In November of last year I wrote Unions Push South as the Supreme Court Rules on Organizing Tactics were I described a stated effort on the part of unions to try to organize workers in the Southeast, particularly focused on Georgia, Tennessee, Alabama, and the Carolinas. The UAW and the SEIU have made a “southern strategy” a major part of their organizational efforts. Unfortunately for the UAW the effort fell flat.
The UAW attempted to organize the Volkswagen plant in Chattanooga, Tennessee. Even though the company management did not resist this effort, in fact they encouraged it; the employees rejected the UAW 712 to 626 with 89% participation in the vote. A Washington Post article described this as a “stinging loss.” This loss has taken the wind out of the sails of the UAW’s ‘southern strategy’. They hope it does not hamper their efforts at another southern automobile plant, BMW in Alabama where there is another campaign going on in an environment where there is no management resistance.

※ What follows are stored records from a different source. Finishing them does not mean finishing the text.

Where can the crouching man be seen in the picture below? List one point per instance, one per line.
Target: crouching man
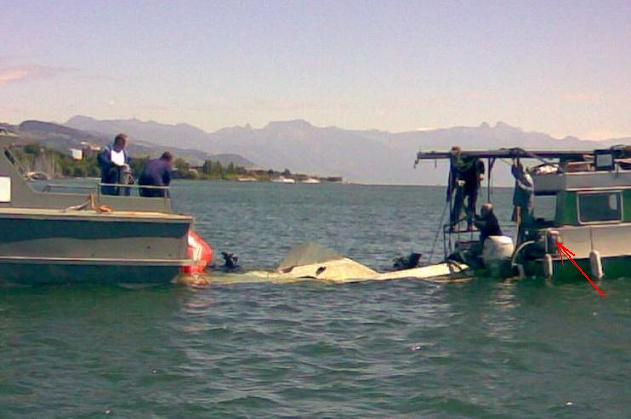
(157, 172)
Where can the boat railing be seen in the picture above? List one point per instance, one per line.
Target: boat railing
(509, 229)
(115, 189)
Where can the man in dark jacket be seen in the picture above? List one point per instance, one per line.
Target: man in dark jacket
(487, 223)
(157, 172)
(114, 162)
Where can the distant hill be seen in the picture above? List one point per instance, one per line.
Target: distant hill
(369, 156)
(62, 138)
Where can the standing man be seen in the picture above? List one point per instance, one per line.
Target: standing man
(157, 172)
(523, 199)
(114, 162)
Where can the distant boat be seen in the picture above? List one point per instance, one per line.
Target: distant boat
(54, 236)
(283, 179)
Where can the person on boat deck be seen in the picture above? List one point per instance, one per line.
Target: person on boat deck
(114, 162)
(157, 172)
(523, 199)
(464, 177)
(487, 223)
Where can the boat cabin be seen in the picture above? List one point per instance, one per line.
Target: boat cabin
(591, 191)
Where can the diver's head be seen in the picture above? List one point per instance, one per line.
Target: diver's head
(120, 142)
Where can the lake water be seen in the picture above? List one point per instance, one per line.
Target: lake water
(403, 348)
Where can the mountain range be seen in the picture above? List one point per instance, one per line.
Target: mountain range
(365, 156)
(62, 138)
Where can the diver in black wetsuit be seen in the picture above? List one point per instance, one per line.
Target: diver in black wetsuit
(487, 223)
(464, 177)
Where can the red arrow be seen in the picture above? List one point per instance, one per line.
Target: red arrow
(568, 254)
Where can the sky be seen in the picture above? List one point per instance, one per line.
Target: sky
(559, 67)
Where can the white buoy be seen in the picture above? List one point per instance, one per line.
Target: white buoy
(596, 264)
(548, 268)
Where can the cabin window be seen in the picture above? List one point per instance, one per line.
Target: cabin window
(599, 207)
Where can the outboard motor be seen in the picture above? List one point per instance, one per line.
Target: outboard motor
(230, 261)
(496, 254)
(406, 262)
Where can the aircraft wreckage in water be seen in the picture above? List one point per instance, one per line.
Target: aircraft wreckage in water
(311, 261)
(591, 193)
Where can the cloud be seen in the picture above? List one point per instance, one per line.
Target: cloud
(22, 73)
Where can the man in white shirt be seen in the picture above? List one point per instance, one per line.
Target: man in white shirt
(114, 162)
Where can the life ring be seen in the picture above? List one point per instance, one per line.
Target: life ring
(199, 252)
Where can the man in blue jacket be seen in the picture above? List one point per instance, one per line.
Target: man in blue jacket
(114, 162)
(157, 172)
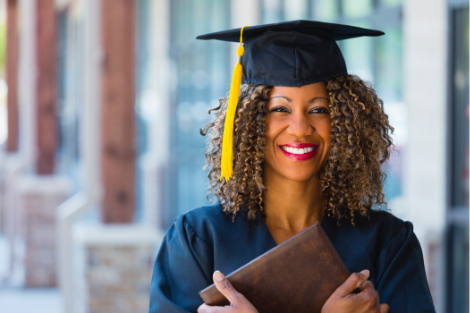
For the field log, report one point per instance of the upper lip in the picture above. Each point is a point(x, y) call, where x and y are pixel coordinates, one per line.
point(299, 145)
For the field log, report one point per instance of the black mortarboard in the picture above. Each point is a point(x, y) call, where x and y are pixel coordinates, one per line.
point(291, 54)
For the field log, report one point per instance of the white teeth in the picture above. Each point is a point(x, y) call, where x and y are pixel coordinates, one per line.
point(298, 151)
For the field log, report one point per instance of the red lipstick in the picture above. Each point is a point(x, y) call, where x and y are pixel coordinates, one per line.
point(299, 145)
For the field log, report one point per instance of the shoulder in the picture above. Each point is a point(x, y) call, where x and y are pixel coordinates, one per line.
point(376, 231)
point(207, 223)
point(384, 225)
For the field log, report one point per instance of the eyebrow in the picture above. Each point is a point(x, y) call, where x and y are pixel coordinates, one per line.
point(290, 100)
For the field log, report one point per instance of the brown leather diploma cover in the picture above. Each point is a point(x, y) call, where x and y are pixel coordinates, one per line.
point(298, 275)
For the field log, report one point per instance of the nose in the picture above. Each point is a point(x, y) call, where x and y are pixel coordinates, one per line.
point(300, 125)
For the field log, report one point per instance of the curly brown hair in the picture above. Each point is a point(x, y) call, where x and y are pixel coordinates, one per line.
point(351, 176)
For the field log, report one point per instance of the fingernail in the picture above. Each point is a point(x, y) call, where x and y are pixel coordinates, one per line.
point(218, 276)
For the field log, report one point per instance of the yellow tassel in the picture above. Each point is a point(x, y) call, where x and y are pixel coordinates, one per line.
point(227, 142)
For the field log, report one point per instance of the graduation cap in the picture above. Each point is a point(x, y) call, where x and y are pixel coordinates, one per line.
point(292, 54)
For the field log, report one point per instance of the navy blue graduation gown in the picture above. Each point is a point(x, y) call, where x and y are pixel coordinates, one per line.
point(205, 239)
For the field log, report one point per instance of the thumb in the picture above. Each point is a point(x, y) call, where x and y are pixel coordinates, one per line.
point(225, 287)
point(384, 308)
point(355, 280)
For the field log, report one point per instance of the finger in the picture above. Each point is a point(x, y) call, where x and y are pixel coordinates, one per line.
point(204, 308)
point(354, 281)
point(384, 308)
point(367, 285)
point(225, 287)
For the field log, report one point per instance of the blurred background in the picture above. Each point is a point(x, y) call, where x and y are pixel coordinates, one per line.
point(101, 102)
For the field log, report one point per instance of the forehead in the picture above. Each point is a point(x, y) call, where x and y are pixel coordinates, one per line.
point(306, 91)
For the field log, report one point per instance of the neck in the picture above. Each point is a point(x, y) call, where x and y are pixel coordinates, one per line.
point(292, 205)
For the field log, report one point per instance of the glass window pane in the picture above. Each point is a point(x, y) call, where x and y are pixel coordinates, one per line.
point(357, 8)
point(391, 2)
point(295, 10)
point(460, 108)
point(358, 54)
point(271, 11)
point(388, 79)
point(325, 10)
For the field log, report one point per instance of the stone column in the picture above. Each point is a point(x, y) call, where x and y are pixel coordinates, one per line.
point(118, 115)
point(46, 90)
point(12, 74)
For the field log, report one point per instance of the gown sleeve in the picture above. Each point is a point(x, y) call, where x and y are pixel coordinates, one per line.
point(182, 268)
point(402, 282)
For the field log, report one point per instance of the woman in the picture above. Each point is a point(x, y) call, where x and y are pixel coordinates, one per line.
point(306, 148)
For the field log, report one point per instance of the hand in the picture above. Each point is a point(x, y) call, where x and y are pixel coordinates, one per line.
point(344, 300)
point(238, 303)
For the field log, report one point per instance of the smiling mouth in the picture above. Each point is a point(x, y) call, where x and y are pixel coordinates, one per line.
point(300, 154)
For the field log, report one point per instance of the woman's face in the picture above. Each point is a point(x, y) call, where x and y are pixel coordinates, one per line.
point(298, 135)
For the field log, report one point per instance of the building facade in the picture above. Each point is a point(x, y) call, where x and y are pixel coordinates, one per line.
point(104, 152)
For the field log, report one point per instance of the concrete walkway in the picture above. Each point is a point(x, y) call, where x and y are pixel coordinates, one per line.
point(30, 300)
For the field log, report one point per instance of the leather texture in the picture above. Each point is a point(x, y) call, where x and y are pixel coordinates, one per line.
point(298, 275)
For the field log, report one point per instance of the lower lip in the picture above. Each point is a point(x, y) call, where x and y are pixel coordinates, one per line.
point(300, 157)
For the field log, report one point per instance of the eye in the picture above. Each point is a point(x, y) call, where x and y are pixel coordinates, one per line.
point(279, 109)
point(320, 110)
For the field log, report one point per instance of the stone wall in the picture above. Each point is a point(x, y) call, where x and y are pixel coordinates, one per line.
point(38, 199)
point(113, 265)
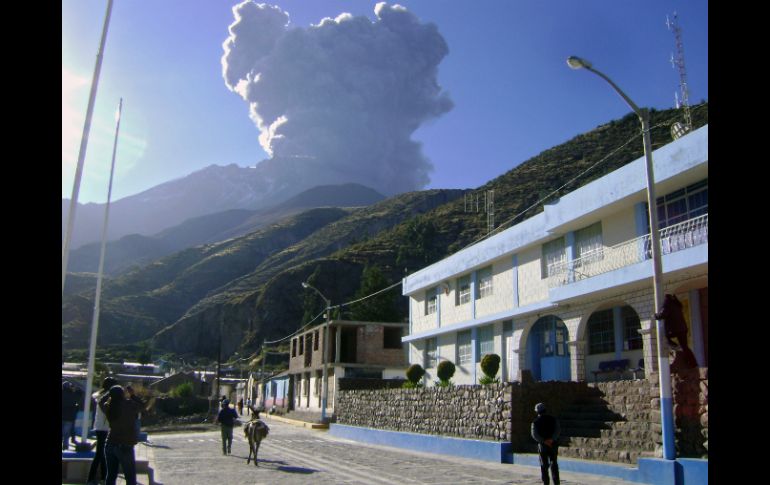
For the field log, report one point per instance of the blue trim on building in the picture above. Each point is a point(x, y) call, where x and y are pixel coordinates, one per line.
point(655, 471)
point(624, 185)
point(569, 252)
point(474, 351)
point(494, 451)
point(506, 315)
point(473, 295)
point(515, 275)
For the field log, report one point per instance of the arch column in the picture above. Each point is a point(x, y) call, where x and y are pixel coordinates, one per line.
point(577, 356)
point(649, 346)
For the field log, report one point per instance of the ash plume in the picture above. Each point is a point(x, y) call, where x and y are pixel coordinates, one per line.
point(342, 97)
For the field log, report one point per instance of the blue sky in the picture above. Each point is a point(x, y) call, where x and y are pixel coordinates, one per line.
point(505, 73)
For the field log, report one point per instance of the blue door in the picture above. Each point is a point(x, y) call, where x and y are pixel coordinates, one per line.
point(547, 347)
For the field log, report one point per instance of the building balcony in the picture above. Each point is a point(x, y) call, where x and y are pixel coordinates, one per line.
point(678, 237)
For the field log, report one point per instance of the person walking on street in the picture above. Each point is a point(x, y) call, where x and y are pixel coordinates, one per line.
point(226, 419)
point(121, 414)
point(546, 431)
point(101, 428)
point(69, 411)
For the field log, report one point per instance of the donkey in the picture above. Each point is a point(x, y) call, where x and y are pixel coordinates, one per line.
point(255, 431)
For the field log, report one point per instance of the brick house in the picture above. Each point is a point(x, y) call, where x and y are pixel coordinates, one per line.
point(356, 349)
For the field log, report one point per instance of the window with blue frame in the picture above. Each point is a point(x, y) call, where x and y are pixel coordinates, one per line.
point(486, 338)
point(463, 293)
point(683, 204)
point(554, 254)
point(484, 282)
point(431, 301)
point(464, 349)
point(632, 340)
point(431, 353)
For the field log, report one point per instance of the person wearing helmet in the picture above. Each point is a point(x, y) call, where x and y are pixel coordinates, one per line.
point(546, 430)
point(101, 428)
point(226, 418)
point(121, 411)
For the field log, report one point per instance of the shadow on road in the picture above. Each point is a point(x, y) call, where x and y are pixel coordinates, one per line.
point(296, 469)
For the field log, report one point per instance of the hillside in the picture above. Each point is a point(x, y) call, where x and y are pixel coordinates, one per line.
point(135, 250)
point(254, 300)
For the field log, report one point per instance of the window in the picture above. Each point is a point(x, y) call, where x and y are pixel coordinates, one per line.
point(631, 326)
point(588, 243)
point(391, 338)
point(486, 341)
point(301, 345)
point(464, 350)
point(463, 294)
point(484, 278)
point(431, 301)
point(431, 353)
point(601, 333)
point(553, 254)
point(683, 204)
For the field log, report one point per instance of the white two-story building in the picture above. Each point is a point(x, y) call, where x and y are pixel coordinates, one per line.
point(572, 286)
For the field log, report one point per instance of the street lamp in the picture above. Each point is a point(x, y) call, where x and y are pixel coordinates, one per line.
point(666, 403)
point(324, 379)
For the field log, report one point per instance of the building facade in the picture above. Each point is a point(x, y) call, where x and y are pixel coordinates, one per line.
point(571, 287)
point(356, 349)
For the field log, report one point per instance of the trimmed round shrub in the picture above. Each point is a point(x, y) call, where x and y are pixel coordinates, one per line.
point(490, 364)
point(445, 371)
point(414, 373)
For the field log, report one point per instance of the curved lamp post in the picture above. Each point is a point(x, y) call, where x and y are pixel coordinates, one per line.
point(324, 380)
point(666, 402)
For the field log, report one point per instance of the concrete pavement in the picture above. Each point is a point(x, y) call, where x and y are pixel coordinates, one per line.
point(292, 454)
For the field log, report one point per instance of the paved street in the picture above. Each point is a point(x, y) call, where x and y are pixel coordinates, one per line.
point(295, 455)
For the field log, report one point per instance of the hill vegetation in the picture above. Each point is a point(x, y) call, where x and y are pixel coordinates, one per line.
point(240, 292)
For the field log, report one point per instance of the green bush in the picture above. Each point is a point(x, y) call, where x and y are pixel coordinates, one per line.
point(444, 372)
point(414, 373)
point(490, 364)
point(184, 391)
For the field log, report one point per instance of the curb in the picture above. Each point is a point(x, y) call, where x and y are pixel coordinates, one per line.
point(295, 422)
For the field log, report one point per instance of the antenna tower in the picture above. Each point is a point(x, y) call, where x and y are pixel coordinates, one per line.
point(678, 63)
point(471, 204)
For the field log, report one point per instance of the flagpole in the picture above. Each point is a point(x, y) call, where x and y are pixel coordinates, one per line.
point(82, 154)
point(95, 321)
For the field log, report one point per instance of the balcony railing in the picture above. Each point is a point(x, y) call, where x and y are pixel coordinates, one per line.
point(687, 234)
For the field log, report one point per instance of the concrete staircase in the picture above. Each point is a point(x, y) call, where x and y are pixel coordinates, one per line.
point(593, 429)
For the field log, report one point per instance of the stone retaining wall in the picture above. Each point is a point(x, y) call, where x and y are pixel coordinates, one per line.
point(472, 412)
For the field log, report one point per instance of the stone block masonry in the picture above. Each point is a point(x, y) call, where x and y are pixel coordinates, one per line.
point(471, 412)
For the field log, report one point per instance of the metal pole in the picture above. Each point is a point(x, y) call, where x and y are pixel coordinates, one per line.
point(664, 372)
point(83, 145)
point(98, 295)
point(325, 378)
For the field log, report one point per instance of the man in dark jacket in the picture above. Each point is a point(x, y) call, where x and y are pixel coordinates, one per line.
point(676, 327)
point(226, 418)
point(546, 431)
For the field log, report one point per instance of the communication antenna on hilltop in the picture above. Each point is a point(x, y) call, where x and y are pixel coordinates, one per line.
point(472, 204)
point(677, 62)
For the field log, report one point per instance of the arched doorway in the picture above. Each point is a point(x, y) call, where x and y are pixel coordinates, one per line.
point(547, 350)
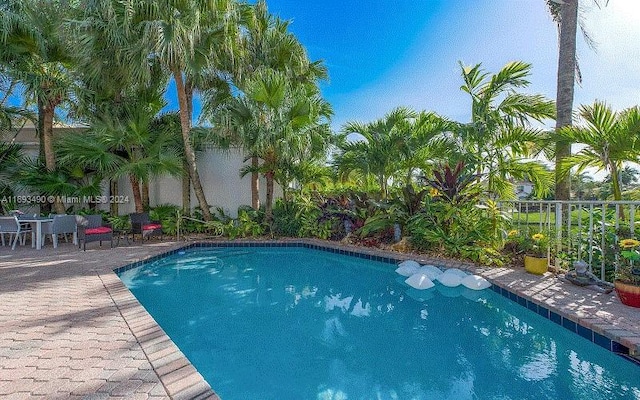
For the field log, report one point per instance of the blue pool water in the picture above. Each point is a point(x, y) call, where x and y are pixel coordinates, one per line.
point(295, 323)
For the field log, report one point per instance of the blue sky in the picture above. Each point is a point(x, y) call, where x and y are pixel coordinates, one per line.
point(383, 54)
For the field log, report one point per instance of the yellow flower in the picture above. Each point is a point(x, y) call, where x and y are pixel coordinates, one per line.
point(629, 243)
point(537, 236)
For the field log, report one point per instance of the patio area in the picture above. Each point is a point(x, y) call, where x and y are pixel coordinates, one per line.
point(70, 329)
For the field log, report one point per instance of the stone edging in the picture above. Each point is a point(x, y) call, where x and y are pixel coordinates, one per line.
point(182, 381)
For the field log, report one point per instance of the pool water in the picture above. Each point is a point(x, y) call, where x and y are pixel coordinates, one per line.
point(296, 323)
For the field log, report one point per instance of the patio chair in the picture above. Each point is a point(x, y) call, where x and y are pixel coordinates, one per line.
point(143, 226)
point(15, 229)
point(92, 229)
point(61, 225)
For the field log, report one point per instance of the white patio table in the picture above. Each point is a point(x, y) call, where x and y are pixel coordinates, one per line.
point(36, 228)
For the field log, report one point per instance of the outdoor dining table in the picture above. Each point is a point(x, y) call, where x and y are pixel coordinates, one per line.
point(36, 226)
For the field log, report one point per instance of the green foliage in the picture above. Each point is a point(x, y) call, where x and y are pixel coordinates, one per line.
point(167, 214)
point(285, 219)
point(629, 271)
point(455, 185)
point(455, 230)
point(247, 224)
point(453, 225)
point(119, 222)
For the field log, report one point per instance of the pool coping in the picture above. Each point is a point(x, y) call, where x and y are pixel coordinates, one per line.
point(537, 293)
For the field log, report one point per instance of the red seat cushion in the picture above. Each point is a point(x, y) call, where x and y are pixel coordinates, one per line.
point(151, 227)
point(98, 230)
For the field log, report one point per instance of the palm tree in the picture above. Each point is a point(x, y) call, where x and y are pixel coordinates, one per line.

The SEIU (Service Employees International Union) has taken a different tactic to trying to organize in the south than has the UAW. Rather than trying to organize large groups of thousands or hundreds of employees they are going after smaller groups. They have been successful in organizing staff at the Atlanta Medical Center, the South Fulton Medical Center and cafeteria workers at Clark Atlanta University and Agnes Scott College according to an article in the Atlanta Journal Constitution by Michael E. Kanell.
The Teamsters are also focusing on smaller groups. Even though they have 7000 or so workers organized at UPS and they were able to organize 400 Dekalb County sanitation workers, they have also 25 drivers at another company and 30 drivers at O’Reilly Auto Parts south of Atlanta. They are picking their battles and in the Atlanta area are getting some traction.
Still an uphill battle
There are a lot of reasons that unions are not going to be as successful in the Southeast as they would like to be. All Southern states are right-to-work states. There seems to be a distrust of the value of unions perhaps reflecting an “independent streak” that is inherent in the south. Changes in population, changes in economic situations, and changes in management practices all contribute whether a company is going to be a potential target.
What makes a company a target
There are a number of factors that contribute to whether a company may stand out as a target for union activity. These include:
- Your management practices. If you treat your employees as a disposable resource rather than people then you may be in trouble. Do you pay poorly? Have high turnover? Have a high level of complaints? High level of accidents? If you answer “yes” to any of these then you are at a higher risk. After all improving these kinds of situations is a union’s bread and butter.
- Your industry. Hot industries for organization include the medical field, even including doctors, but especially lower level medical staff. Hospitality companies, hotels, motels, etc. are the sweet spot for the SEIU. They have just about every hotel in Vegas organized, so they have a lot of experience. Certainly anywhere you have a group of drivers you might be a Teamsters target. Have a delivery fleet? Be aware.
- Your employees. In their drive in the Southeast, certainly the Atlanta area, unions seem to target companies or communities that have a higher percent of minority members. Unions play on political division as well and probably don’t target Republican strongholds.
The biggest factor of these three things is the management practices of the company. In my opinion if you get a union today you have done something to deserve it. You have been a mean, stingy, unlikeable jerk and you are getting what you deserve. So go look in the mirror and make a hard assessment. If I just described you then you had better be prepared.